Data analysis Evaluation
The data analysis showed that sexual abuse, physical neglect, and emotional abuse were significant eating psychopathology predictors. In addition, depression entirely mediated the link between eating psychopathology and some childhood trauma forms, while this association was not mediated by obsessive-compulsion.
The authors concluded that future interventions on patients suffering from eating disorders need to concentrate on the assessing childhood trauma possibilities, particularly in patients who had poor treatment outcomes (King & Bernstein, 2009). Another conclusion was that even if or if not the traumatized persons exhibited depression, it was a very significant eating psychopathology predictor compared to the traumatic experience. I agree with the authors since if there was early depression and childhood trauma interventions, eating disorders could be prevented successfully in traumatized individuals.
The authors discussed the limitations involved. There was no possibility of generalizing the findings beyond the population of study. In addition, the sample size was not adequate to allow multiple regression analysis. Considering that the Koreans did not classify eating disorders as diseases, it was not possible to get sufficient participants. Regardless of the fact that 76 participants were needed to promote adequate statistical power, including 73 participants would not have adequately affected the multiple regression analysis’ results. There was no inclusion of psychological symptoms such as alexithymia, dissociation, and anxiety. The article does not offer a discussion on how these limitations were dealt with (King & Bernstein, 2009).
Evaluations of the methods
It is noteworthy that the study used various forms of analysis and this can be considered as a strategy of promoting accuracy and validity. In addition, the study assessed various kinds of childhood trauma including physical abuse, emotional abuse, sexual abuse, physical neglect, and emotional neglect. In addition, ethical considering were vital in the study where participation was voluntary and a written and verbal information was provided regarding the purpose, nature, and study instruments. The participants gave their written informed consent before the study. In cases of adolescents, consent was sought from their parents (King & Bernstein, 2009). Moreover, anonymity and confidentiality of the participants’ data was guaranteed. Ethical approval was necessary for the study following hospital policies on human experimentation. The hospital director gave the permission to conduct the study as well as access the subjects.
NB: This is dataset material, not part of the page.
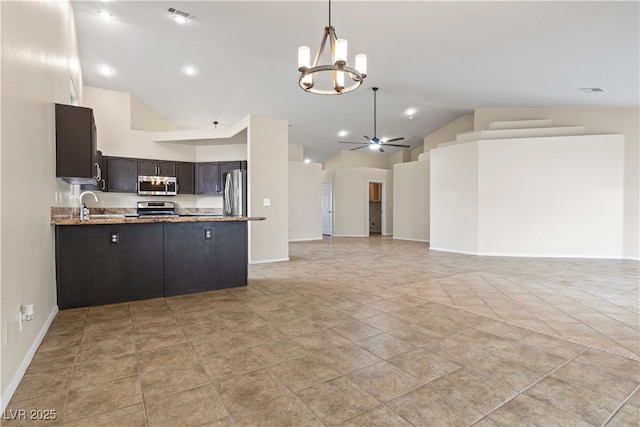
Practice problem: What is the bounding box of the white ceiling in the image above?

However, there was a failure in that the study did not consider anxiety, dissociation, and alexuthymia. In this regard, there is a need to conduct studies that consider these factors. The findings are trustworthy considering that all the steps of authentic research were followed (King & Bernstein, 2009).
Understanding the Data
The study is very useful to nursing peers since it offers the recommendation that early interventions for depression and childhood trauma are vital in curbing eating disorders in the traumatized patients. They would consider the study productive and one that offers insights into other areas that can be researched. There are no study aspects that are not well elaborated. However, there is a need to address the limitations in the study.
King, S., & Bernstein, K. (2009). Childhood trauma as a predictor of eating psychopathology and its mediating variables in patients with eating disorders. Journal of Clinical Nursing, 18, 1897- 1907.